Iran has often exaggerated its capabilities in order to make the case that its enrichment program, which it claims is for power plants, is irreversible. But it has also refused to answer questions that international inspectors have raised about other work, which seems to point to an intention to use the enriched uranium for bombs.

If Iran wanted to ease jitters, it could do something very simple: turn its enriched uranium into reactor fuel.

“We’d hope they’d do it unilaterally, and maybe they will,” R. Scott Kemp, a nuclear expert at the Woodrow Wilson School of Public and International Affairs at Princeton University, said in an interview. So far, though, Iran has foregone that step and keeps the door open to further enrich a growing uranium supply. How fast it can do that has also become grist for debate, even among nuclear experts.

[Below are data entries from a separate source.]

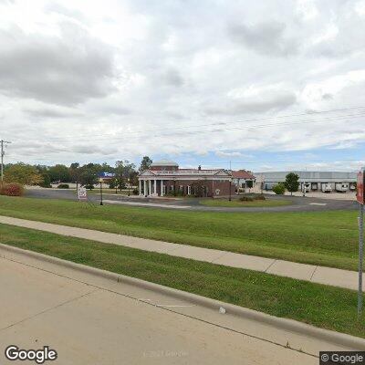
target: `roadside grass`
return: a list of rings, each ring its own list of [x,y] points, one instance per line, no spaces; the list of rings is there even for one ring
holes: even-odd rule
[[[352,290],[6,224],[0,237],[5,245],[365,338]]]
[[[239,199],[204,199],[199,202],[200,204],[206,206],[221,206],[227,208],[253,208],[253,207],[273,207],[292,204],[288,200],[254,200],[253,202],[241,202]]]
[[[0,215],[357,269],[355,211],[217,213],[0,196]]]

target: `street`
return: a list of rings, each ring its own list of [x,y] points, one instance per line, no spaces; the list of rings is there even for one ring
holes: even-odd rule
[[[271,200],[290,201],[289,205],[275,207],[212,207],[200,204],[199,198],[193,199],[162,199],[162,198],[144,198],[140,196],[126,196],[121,194],[106,193],[104,191],[104,203],[106,204],[123,204],[127,206],[144,206],[162,209],[183,209],[188,211],[202,212],[225,212],[225,213],[248,213],[248,212],[318,212],[318,211],[337,211],[337,210],[355,210],[358,205],[355,200],[330,199],[319,194],[318,197],[302,197],[287,195],[268,194]],[[340,194],[339,194],[340,195]],[[63,189],[27,189],[26,196],[39,199],[65,199],[77,201],[78,196],[75,190]],[[99,193],[89,193],[90,202],[99,204],[100,197]]]
[[[0,264],[3,357],[16,345],[49,346],[60,364],[317,364],[340,349],[36,258]]]

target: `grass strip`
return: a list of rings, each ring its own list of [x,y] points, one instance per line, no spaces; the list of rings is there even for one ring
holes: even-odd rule
[[[357,269],[355,211],[217,213],[0,196],[0,215]]]

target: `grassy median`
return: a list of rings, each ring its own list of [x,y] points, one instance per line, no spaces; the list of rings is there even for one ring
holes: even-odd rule
[[[355,291],[0,224],[1,242],[365,338]]]
[[[0,215],[357,269],[357,212],[217,213],[0,196]]]

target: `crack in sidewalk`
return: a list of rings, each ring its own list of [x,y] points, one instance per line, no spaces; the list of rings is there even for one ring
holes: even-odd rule
[[[5,329],[7,329],[7,328],[12,328],[12,327],[14,327],[14,326],[16,326],[16,325],[20,324],[20,323],[26,322],[26,321],[29,320],[29,319],[32,319],[32,318],[36,318],[36,317],[41,316],[42,314],[45,314],[45,313],[47,313],[47,312],[49,312],[49,311],[51,311],[51,310],[53,310],[53,309],[56,309],[56,308],[60,308],[60,307],[62,307],[62,306],[65,306],[65,305],[67,305],[67,304],[69,304],[69,303],[71,303],[71,302],[73,302],[73,301],[75,301],[75,300],[78,300],[78,299],[80,299],[80,298],[82,298],[82,297],[85,297],[89,296],[89,294],[93,294],[93,293],[95,293],[96,291],[99,291],[99,290],[100,290],[99,288],[96,288],[95,290],[91,290],[91,291],[89,291],[89,292],[88,292],[88,293],[82,294],[81,296],[78,296],[78,297],[73,297],[73,298],[71,298],[71,299],[66,300],[65,302],[57,304],[56,306],[53,306],[53,307],[48,308],[47,308],[47,309],[44,309],[44,310],[42,310],[42,311],[40,311],[40,312],[38,312],[38,313],[36,313],[36,314],[34,314],[34,315],[32,315],[32,316],[26,317],[26,318],[23,318],[23,319],[20,319],[20,320],[18,320],[18,321],[16,321],[16,322],[14,322],[14,323],[12,323],[12,324],[10,324],[10,325],[8,325],[8,326],[3,327],[2,328],[0,328],[0,331],[5,330]]]

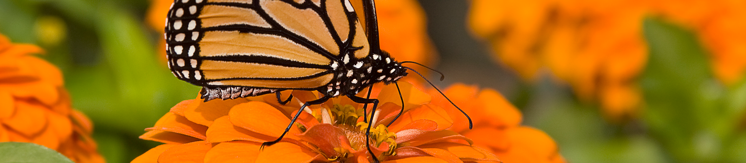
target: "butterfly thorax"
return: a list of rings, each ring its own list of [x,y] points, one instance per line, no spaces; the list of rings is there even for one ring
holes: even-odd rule
[[[389,84],[407,76],[407,69],[382,52],[360,59],[348,54],[341,63],[333,63],[334,79],[318,91],[330,96],[355,95],[374,83]]]

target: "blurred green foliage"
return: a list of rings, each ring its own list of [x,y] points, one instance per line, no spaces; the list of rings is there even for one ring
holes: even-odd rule
[[[182,82],[157,56],[160,34],[143,23],[148,1],[0,1],[0,33],[37,44],[65,75],[72,103],[94,123],[99,150],[111,163],[129,162],[158,143],[138,139],[143,130],[199,88]],[[40,44],[37,19],[58,17],[67,38]]]
[[[199,90],[173,77],[160,60],[162,35],[143,20],[148,4],[0,1],[0,33],[47,50],[43,57],[63,70],[75,107],[93,121],[99,150],[110,163],[129,162],[157,145],[137,136]],[[64,23],[60,42],[37,36],[40,19],[50,16]],[[707,52],[690,31],[649,19],[645,36],[651,53],[639,79],[645,100],[639,119],[609,124],[596,106],[547,80],[521,95],[528,98],[518,106],[530,108],[526,124],[555,138],[571,162],[746,162],[746,83],[727,87],[714,79]]]
[[[54,150],[33,143],[0,142],[0,163],[72,163]]]

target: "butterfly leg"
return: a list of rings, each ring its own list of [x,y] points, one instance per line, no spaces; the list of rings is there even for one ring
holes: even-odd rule
[[[371,116],[370,116],[371,118],[370,121],[368,122],[368,130],[366,130],[366,141],[368,142],[367,144],[366,144],[366,146],[368,147],[368,153],[370,153],[371,157],[373,158],[373,162],[375,163],[380,162],[380,161],[378,161],[378,158],[376,158],[375,155],[373,154],[373,151],[371,150],[371,145],[370,145],[371,127],[373,125],[373,121],[374,121],[373,118],[374,117],[375,117],[375,109],[378,107],[378,99],[363,98],[355,96],[354,95],[347,95],[347,97],[350,98],[350,100],[352,100],[352,101],[355,101],[356,103],[366,103],[366,104],[373,103],[373,108],[371,109]]]
[[[278,96],[278,103],[280,103],[280,105],[285,105],[287,102],[290,102],[290,99],[292,99],[292,94],[290,94],[290,96],[287,97],[287,99],[285,100],[281,100],[282,95],[280,95],[280,91],[275,92],[275,95]]]
[[[399,114],[396,115],[396,117],[395,117],[394,119],[391,120],[391,122],[389,122],[389,124],[386,125],[386,127],[391,126],[391,124],[396,121],[396,120],[399,118],[399,116],[401,116],[401,113],[404,112],[404,98],[401,97],[401,89],[399,89],[399,83],[394,82],[394,84],[396,84],[396,90],[399,91],[399,99],[401,99],[401,110],[399,111]]]
[[[262,143],[262,146],[260,147],[259,149],[263,150],[265,146],[271,146],[278,142],[280,142],[280,141],[282,140],[282,138],[285,136],[285,134],[287,134],[287,132],[290,131],[290,127],[292,127],[292,124],[295,123],[295,120],[298,119],[298,116],[301,115],[301,113],[303,112],[303,110],[305,109],[306,107],[311,105],[321,104],[322,103],[326,102],[327,100],[329,100],[329,99],[330,98],[331,96],[324,96],[323,98],[319,98],[318,100],[308,101],[306,102],[306,103],[304,103],[303,106],[301,106],[301,109],[298,110],[298,113],[295,113],[295,116],[292,117],[292,120],[291,120],[290,124],[287,125],[287,128],[285,128],[285,132],[283,132],[282,135],[280,135],[280,138],[278,138],[278,139],[272,141],[267,141]]]

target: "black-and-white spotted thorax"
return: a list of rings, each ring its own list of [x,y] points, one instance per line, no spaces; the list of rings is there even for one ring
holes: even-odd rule
[[[406,68],[383,51],[360,59],[350,54],[342,63],[333,62],[331,66],[334,79],[326,87],[317,89],[329,96],[355,95],[374,83],[390,84],[407,74]]]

Iran Watch, part of the Wisconsin Project on Nuclear Arms Control, says the process would take only two or three months. By contrast, in a recent paper Mr. Kemp and his Princeton colleague Alexander Glaser put the figure between 9 and 36 months.

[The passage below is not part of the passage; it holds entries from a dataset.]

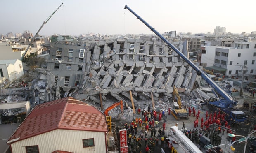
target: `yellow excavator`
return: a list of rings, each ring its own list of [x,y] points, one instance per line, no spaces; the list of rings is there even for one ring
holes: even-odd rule
[[[177,97],[177,102],[175,102]],[[173,102],[171,103],[171,114],[176,120],[180,118],[188,119],[188,112],[181,105],[181,100],[179,95],[178,90],[175,86],[173,86]]]

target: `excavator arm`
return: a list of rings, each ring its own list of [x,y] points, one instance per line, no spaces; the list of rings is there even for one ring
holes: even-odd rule
[[[174,99],[175,97],[177,97],[178,104],[179,105],[179,109],[181,109],[181,100],[180,99],[180,95],[179,95],[179,92],[178,91],[178,90],[175,86],[175,85],[173,86],[173,98]]]
[[[121,108],[121,111],[123,113],[123,100],[121,100],[118,102],[116,102],[114,104],[110,106],[109,107],[107,108],[107,109],[105,110],[105,112],[104,114],[106,115],[106,116],[109,115],[109,111],[113,109],[113,108],[116,107],[117,106],[120,105],[120,108]]]

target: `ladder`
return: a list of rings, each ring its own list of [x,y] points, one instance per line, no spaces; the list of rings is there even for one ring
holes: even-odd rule
[[[175,140],[175,141],[176,141],[177,142],[178,142],[178,144],[180,144],[182,145],[182,146],[181,146],[183,148],[183,149],[187,151],[186,152],[186,153],[190,152],[190,149],[187,147],[187,145],[186,144],[185,144],[184,142],[182,141],[182,140],[181,140],[178,134],[177,134],[176,132],[174,132],[171,134],[171,135],[172,135],[172,137]]]

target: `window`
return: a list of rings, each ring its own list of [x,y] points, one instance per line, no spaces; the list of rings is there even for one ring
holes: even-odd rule
[[[94,146],[94,138],[87,139],[83,139],[83,147],[86,148],[90,146]]]
[[[73,62],[73,57],[68,57],[68,59],[67,59],[66,61],[68,62]]]
[[[83,70],[83,65],[78,65],[78,71],[82,71]]]
[[[68,56],[73,56],[73,49],[70,49],[69,50],[68,52]]]
[[[26,151],[27,153],[39,153],[38,146],[26,146]]]
[[[69,86],[69,76],[65,76],[65,82],[64,83],[64,86]]]
[[[238,70],[235,70],[235,74],[238,74]]]
[[[62,56],[62,48],[57,48],[57,51],[56,51],[56,56]]]
[[[225,60],[221,60],[221,64],[222,64],[223,65],[227,65],[227,61],[226,61]]]
[[[228,57],[228,53],[221,53],[221,56],[222,56]]]
[[[218,59],[215,59],[215,63],[220,63],[220,60],[218,60]]]
[[[79,58],[83,58],[84,56],[84,54],[85,54],[85,50],[80,49],[80,51],[79,52]]]
[[[4,77],[4,74],[2,72],[2,69],[0,69],[0,73],[1,73],[1,77]]]
[[[216,56],[220,56],[220,52],[219,52],[218,51],[216,51],[216,53],[215,53],[215,55]]]
[[[67,64],[66,69],[66,70],[71,70],[71,64]]]

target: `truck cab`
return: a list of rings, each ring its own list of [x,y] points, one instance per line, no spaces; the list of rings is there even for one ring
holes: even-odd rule
[[[244,122],[247,118],[245,114],[241,111],[231,111],[230,117],[232,120],[235,120],[236,122]]]

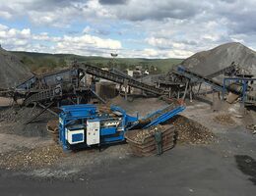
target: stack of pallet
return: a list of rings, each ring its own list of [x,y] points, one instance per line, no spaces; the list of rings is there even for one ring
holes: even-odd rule
[[[161,133],[162,152],[174,146],[175,132],[173,125],[157,125],[147,129],[129,130],[125,133],[125,138],[133,154],[139,157],[158,154],[158,143],[155,140],[156,132]]]

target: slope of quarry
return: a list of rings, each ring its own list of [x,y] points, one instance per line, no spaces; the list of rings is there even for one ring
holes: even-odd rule
[[[32,75],[30,70],[10,52],[0,47],[0,88],[14,87]]]
[[[238,42],[220,45],[212,50],[198,52],[181,65],[204,76],[235,65],[251,72],[256,71],[256,52]]]

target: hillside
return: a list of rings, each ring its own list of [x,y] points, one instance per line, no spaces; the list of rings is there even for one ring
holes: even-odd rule
[[[32,75],[19,58],[2,48],[0,48],[0,88],[14,87]]]
[[[140,58],[103,58],[86,57],[72,54],[46,54],[32,52],[12,52],[18,56],[22,62],[32,71],[37,73],[49,72],[54,69],[66,67],[74,60],[87,62],[97,67],[115,67],[120,70],[127,68],[134,69],[135,66],[143,66],[150,69],[152,66],[158,69],[157,73],[167,72],[172,66],[180,64],[182,59],[140,59]]]
[[[237,42],[196,53],[184,60],[181,65],[195,73],[208,75],[230,66],[232,62],[256,74],[256,52]]]

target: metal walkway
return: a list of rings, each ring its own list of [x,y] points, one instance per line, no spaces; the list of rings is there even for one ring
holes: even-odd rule
[[[164,90],[157,88],[155,86],[140,82],[134,78],[121,75],[120,74],[103,71],[99,68],[88,65],[88,64],[77,64],[79,69],[83,70],[86,74],[104,78],[110,81],[114,81],[116,83],[122,84],[124,86],[131,86],[135,88],[139,88],[148,92],[151,92],[156,95],[163,95]]]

“In the race between an Iranian bomb and bombing Iran, we would win,” said Jeffrey G. Lewis, a nuclear specialist at the New America Foundation, a research group in Washington. “We would cave in the roof before they got a bomb’s worth of material.”

For its part, the American intelligence community has estimated that Iran might have enough highly enriched uranium for a bomb late this year, but it put the more likely date as sometime between next year and 2015.

Iranian milestone or not, Admiral Blair [pictured. CiJ] is sticking to those numbers.
The problem with this kind of interpretive dispute is that Israel has far more at stake than the United States. For Israel, an Iranian nuclear weapon is an existential threat in the short term. For the United States it may not even be one in the long term. As Paul Mirengoff pointed out earlier this week:
If I understand Blair's less than lucid explanation correctly, he is saying that Israel draws different conclusions than the U.S. from the same facts because they are more fearful of the consequences of Iran developing a nuclear bomb. Although Blair may be suggesting that Israel is paranoid, one could just as easily infer that the more sanguine U.S. view of Iran's progress and intentions stems from lack of deep concern about what it would mean for Iran to have a nuclear bomb.
Yup. Don't try to tell me that you know better than I do what hurts me.


At 9:32 PM, Blogger NormanF said...

The US has self-interested reasons to downplay Iran's nuclear threat. For Israel, Iran's nuclear ambition is a matter of national survival. That makes it a lot more than just a difference of view among friends.